Along with providing the good news and being conscious of rising costs and needs, Olson asked selectmen their thoughts on working more cooperatively with the Farmington Public Library. He suggested a joint library card for users and saving by not duplicating purchases of some books.
Selectman Tom Saviello encouraged him to pursue the idea.
In the second-quarter fiscal year report, Olson and library staff highlighted efforts to adhere to voter suggestions.
At the 2013 June annual town meeting, some voters questioned the library’s proposed $108,650 budget, which did not reflect decreases like those for other town departments. Some voters wanted to see more fundraising and financial transparency, while others spoke of the need for the library and its programs.
The private, nonprofit library is subsidized by the town.
More than $16,000 has been raised since the start of the fiscal year in July, Olson told the board. That is more than was raised during the previous fiscal year, he said.
Olson noted that the Black family’s haunted hayride, Blueberry Festival events and the Blueberry Farm donation helped, along with other activities.
“Selectmen challenged us this year to come up with a new fundraising event, for which they would match $250 in proceeds,” Olson said. “In November, we had a silent auction associated with hosting the Teachers’ Lounge Mafia at the library.

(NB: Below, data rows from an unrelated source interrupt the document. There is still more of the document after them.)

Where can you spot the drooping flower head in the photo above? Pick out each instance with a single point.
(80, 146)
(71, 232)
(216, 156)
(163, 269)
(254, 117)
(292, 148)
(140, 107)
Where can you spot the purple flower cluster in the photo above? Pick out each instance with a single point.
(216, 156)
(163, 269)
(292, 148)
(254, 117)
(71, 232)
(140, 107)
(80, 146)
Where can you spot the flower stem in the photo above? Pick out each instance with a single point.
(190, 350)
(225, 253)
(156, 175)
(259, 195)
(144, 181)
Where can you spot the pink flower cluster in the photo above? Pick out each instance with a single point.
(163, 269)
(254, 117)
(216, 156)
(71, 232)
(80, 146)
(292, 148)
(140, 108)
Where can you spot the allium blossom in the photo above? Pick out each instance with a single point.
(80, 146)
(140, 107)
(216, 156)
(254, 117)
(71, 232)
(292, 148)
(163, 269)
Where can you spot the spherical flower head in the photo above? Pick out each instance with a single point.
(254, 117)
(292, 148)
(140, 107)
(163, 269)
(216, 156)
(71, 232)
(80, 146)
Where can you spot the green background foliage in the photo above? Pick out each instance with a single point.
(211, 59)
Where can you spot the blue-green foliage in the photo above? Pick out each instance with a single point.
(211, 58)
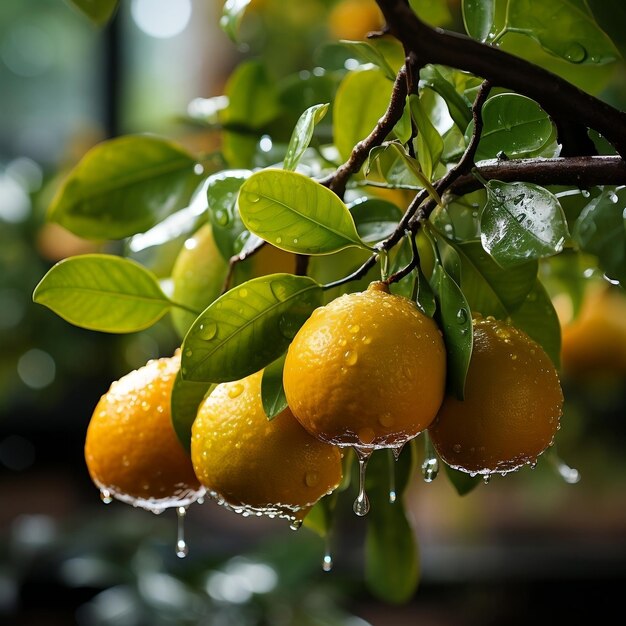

We raised $850 from the auction.”
Selectmen promised him their checks will be provided at their next meeting.
The library’s endowment has shown a healthy growth over the past couple of years and is at $121,000, treasurer Chris Bennett reported.
Expenses for fuel oil, electricity, snow removal and insurance have increased. Two critical administrative computer systems needed replacement during the second quarter, Olson said.
Programs at the library have included art shows, poetry, author readings and a rug-hooking demonstration that developed into a monthly fiber arts group, Lynne Hunter of the adult services program said.
Increased use of the library’s website and Facebook page to highlight programs has increased attendance and provided feedback, Olson said.
As a Family Place Library since 2005, one of 13 in Maine, services and programming are developed to nurture the whole family, including young children, Cassandra Savage, children’s librarian, told the board.
“The program expands the traditional role of children’s libraries to include the whole family in supporting children’s growth and development,” Savage said. “All ages are welcome.”